Schweizer Atommüll an deutscher Grenze: Gemeinde in Baden-Württemberg betroffen

Nächste Sorge rund um Atomkraft in Baden-Württemberg. Radioaktives Material aus der Schweiz soll an der Grenze aufbewahrt werden. Noch herrscht über Transport und Lagerung Unklarheit.
Erst vor wenigen Wochen äußerte sich Bundeswirtschaftsminister Robert Habeck zur geplanten Laufzeitverlängerung für das Atomkraftwerk Neckarwestheim in Baden-Württemberg und das AKW Isar 2 in Bayern, da wächst in einer Gemeinde im Regierungsbezirk Freiburg die Sorge vor den Folgen von Atommüll. Allerdings geht es nicht um die radioaktiven Abfälle aus Deutschland.

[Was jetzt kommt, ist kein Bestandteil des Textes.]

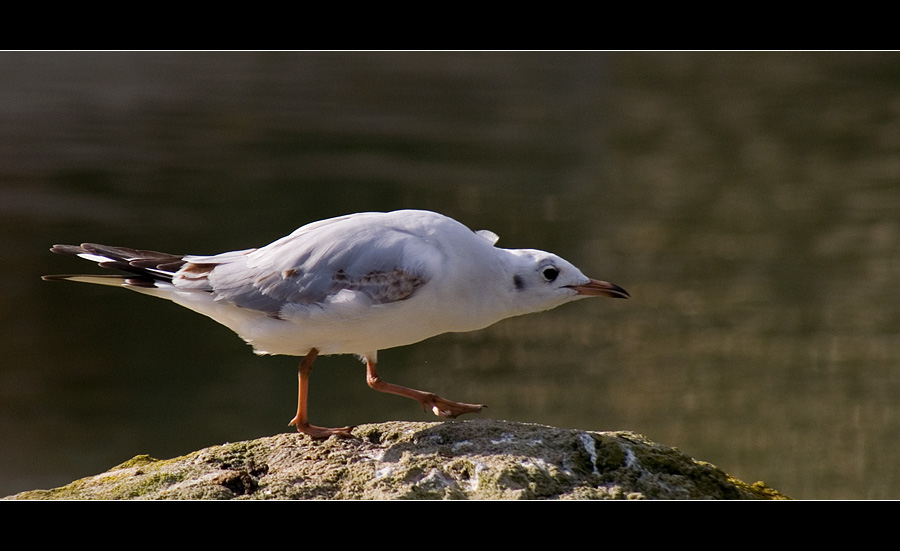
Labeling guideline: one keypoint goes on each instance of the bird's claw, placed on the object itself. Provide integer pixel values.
(321, 433)
(448, 408)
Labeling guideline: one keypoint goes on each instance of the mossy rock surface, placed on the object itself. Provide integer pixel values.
(477, 459)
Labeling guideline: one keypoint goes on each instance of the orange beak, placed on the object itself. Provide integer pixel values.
(600, 288)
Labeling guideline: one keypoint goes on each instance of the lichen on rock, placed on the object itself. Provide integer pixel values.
(477, 459)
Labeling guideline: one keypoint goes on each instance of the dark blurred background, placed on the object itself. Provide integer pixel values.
(750, 202)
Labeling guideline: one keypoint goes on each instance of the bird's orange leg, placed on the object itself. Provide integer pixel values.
(300, 420)
(429, 401)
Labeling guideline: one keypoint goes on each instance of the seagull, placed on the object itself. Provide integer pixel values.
(354, 284)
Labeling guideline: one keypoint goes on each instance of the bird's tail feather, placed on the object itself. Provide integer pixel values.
(145, 268)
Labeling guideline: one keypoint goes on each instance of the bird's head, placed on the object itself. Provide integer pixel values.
(540, 280)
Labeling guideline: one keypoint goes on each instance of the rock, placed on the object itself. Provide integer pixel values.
(478, 459)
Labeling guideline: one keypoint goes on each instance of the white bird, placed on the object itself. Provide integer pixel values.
(354, 284)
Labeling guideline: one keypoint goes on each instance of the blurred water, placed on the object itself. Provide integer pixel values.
(749, 202)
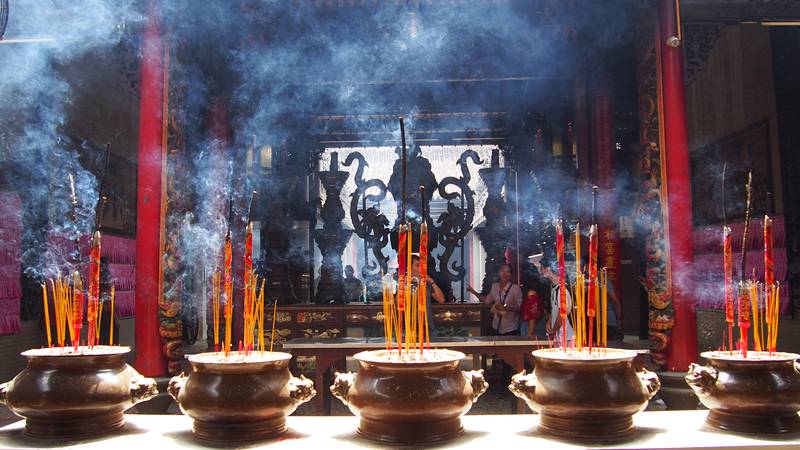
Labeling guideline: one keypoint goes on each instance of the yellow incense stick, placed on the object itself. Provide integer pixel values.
(46, 316)
(261, 317)
(274, 314)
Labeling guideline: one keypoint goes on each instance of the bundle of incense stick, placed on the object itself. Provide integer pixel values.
(405, 314)
(422, 290)
(389, 310)
(93, 303)
(579, 293)
(253, 314)
(562, 282)
(590, 296)
(77, 307)
(67, 297)
(228, 293)
(402, 258)
(727, 264)
(216, 288)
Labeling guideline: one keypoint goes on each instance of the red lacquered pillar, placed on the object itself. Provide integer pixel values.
(683, 343)
(150, 360)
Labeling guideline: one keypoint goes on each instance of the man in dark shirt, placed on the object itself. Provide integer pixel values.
(353, 287)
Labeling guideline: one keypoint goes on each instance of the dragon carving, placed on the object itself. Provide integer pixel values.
(456, 221)
(369, 223)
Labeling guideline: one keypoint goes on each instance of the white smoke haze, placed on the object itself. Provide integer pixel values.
(282, 63)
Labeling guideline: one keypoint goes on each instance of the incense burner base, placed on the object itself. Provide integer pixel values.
(759, 424)
(414, 401)
(410, 433)
(587, 429)
(65, 393)
(74, 429)
(757, 394)
(586, 397)
(242, 397)
(239, 432)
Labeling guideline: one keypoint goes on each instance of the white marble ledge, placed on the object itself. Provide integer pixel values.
(655, 430)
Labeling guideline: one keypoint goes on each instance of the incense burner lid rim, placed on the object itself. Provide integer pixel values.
(610, 355)
(372, 357)
(266, 357)
(98, 351)
(736, 357)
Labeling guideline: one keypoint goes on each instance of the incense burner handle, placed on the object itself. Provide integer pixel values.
(176, 384)
(301, 389)
(650, 382)
(523, 385)
(476, 379)
(701, 378)
(341, 385)
(142, 389)
(3, 392)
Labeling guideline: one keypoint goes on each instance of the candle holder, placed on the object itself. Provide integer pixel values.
(586, 396)
(413, 399)
(757, 394)
(72, 394)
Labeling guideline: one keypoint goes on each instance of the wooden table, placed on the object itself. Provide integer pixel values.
(328, 352)
(655, 430)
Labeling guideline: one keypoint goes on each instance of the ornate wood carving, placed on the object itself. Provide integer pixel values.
(332, 238)
(456, 221)
(698, 41)
(369, 223)
(650, 221)
(495, 234)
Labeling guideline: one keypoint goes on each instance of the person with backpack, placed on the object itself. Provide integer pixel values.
(554, 325)
(532, 313)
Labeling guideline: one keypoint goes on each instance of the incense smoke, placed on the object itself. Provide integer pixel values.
(36, 154)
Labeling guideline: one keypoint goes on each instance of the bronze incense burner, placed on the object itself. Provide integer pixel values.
(241, 397)
(757, 394)
(586, 397)
(409, 401)
(64, 394)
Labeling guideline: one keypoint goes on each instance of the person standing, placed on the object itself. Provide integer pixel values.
(554, 326)
(532, 312)
(353, 287)
(506, 300)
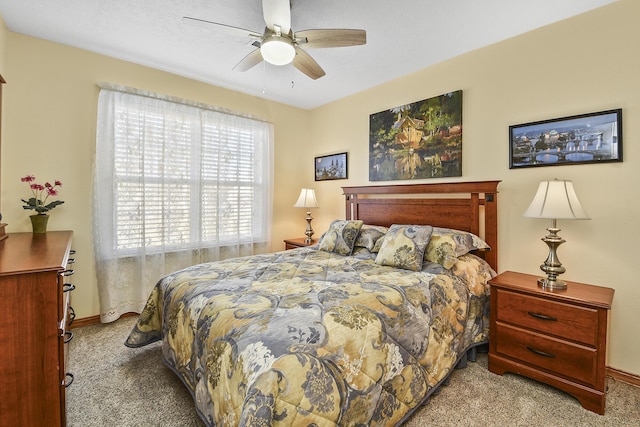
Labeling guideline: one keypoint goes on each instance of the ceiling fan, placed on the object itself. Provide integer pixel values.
(280, 45)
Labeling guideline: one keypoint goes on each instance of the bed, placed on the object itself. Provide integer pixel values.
(335, 334)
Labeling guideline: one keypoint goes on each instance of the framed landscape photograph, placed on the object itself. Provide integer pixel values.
(333, 166)
(585, 138)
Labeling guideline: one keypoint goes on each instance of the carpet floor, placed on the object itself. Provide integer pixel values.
(118, 386)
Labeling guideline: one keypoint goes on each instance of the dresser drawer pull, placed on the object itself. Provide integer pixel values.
(66, 383)
(541, 316)
(540, 353)
(72, 315)
(66, 273)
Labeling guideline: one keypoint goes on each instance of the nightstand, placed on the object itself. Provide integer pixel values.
(297, 243)
(556, 337)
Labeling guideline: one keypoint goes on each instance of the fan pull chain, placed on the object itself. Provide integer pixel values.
(264, 77)
(292, 82)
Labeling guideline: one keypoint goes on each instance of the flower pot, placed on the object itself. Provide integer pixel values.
(39, 223)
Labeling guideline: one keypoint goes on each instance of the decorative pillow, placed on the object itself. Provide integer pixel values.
(446, 245)
(341, 236)
(370, 235)
(403, 246)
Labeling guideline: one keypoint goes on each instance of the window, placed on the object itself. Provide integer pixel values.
(178, 178)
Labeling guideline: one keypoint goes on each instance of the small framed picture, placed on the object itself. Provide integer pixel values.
(585, 138)
(333, 166)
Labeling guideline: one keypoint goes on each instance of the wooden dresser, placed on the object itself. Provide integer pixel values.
(557, 337)
(34, 314)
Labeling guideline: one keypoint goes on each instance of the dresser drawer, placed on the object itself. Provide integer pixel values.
(563, 358)
(572, 322)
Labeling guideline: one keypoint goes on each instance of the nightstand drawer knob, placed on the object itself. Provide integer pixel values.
(541, 316)
(66, 273)
(540, 353)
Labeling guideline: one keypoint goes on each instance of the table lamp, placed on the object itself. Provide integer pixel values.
(554, 200)
(307, 199)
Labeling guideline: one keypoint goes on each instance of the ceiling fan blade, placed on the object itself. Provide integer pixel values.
(307, 65)
(331, 38)
(231, 30)
(277, 12)
(249, 61)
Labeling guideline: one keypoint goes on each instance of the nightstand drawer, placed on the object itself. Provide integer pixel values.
(562, 358)
(576, 323)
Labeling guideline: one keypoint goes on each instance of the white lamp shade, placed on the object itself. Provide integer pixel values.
(307, 199)
(556, 200)
(277, 50)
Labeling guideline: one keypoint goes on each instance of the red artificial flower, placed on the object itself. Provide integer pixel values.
(37, 202)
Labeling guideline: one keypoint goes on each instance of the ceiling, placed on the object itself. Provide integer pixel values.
(403, 36)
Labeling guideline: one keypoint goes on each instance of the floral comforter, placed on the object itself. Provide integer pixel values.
(307, 337)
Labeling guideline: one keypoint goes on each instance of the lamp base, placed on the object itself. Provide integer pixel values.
(551, 285)
(552, 265)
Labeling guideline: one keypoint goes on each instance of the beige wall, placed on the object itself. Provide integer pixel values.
(49, 131)
(581, 65)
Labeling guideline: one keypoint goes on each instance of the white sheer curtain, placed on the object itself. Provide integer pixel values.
(175, 184)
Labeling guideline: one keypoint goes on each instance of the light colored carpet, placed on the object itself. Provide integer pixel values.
(118, 386)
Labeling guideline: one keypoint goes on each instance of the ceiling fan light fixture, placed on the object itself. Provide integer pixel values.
(277, 50)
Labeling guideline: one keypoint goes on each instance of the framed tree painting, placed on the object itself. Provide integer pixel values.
(417, 141)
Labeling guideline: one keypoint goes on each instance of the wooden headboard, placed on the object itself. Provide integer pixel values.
(467, 206)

Wie die Deutsche Presse-Agentur meldet, hat die Schweiz ein Endlager für Atommüll in unmittelbarer Nähe der deutschen Gemeinde Hohentengen in Baden-Württemberg geplant. Schon seit 2016 ist das drohende Lager für radioaktive Stoffe ein riesen Thema. Damals wetterte eine Gemeinderätin: „Die Schweiz beschließt ihren radioaktiven Müll in der Schweiz zu belassen und setzt ihn uns Nachbarn fast vor die Füße.“
Wie nah kommt der Atommüll an die Grenze zu Baden-Württemberg?
Doch wie nahe kommt das Atommülllager an die Grenze zu Deutschland und Baden-Württemberg? Das ausgewählte Gebiet Nördlich Lägern liegt wenige Hundert Meter hinter der Grenze, sagt der Bürgermeister von Hohentengen, Martin Benz, der dpa. „Der Bahnhof, der für An- und Abtransporte benutzt werden könnte, liegt ein paar Hundert Meter von unseren Wohngebieten entfernt. Wenn der Atommülltransport über die Straße kommt: die ist auch nur 850 Meter weg.“
Warum soll das radioaktive Material an den Grenzen gelagert werden?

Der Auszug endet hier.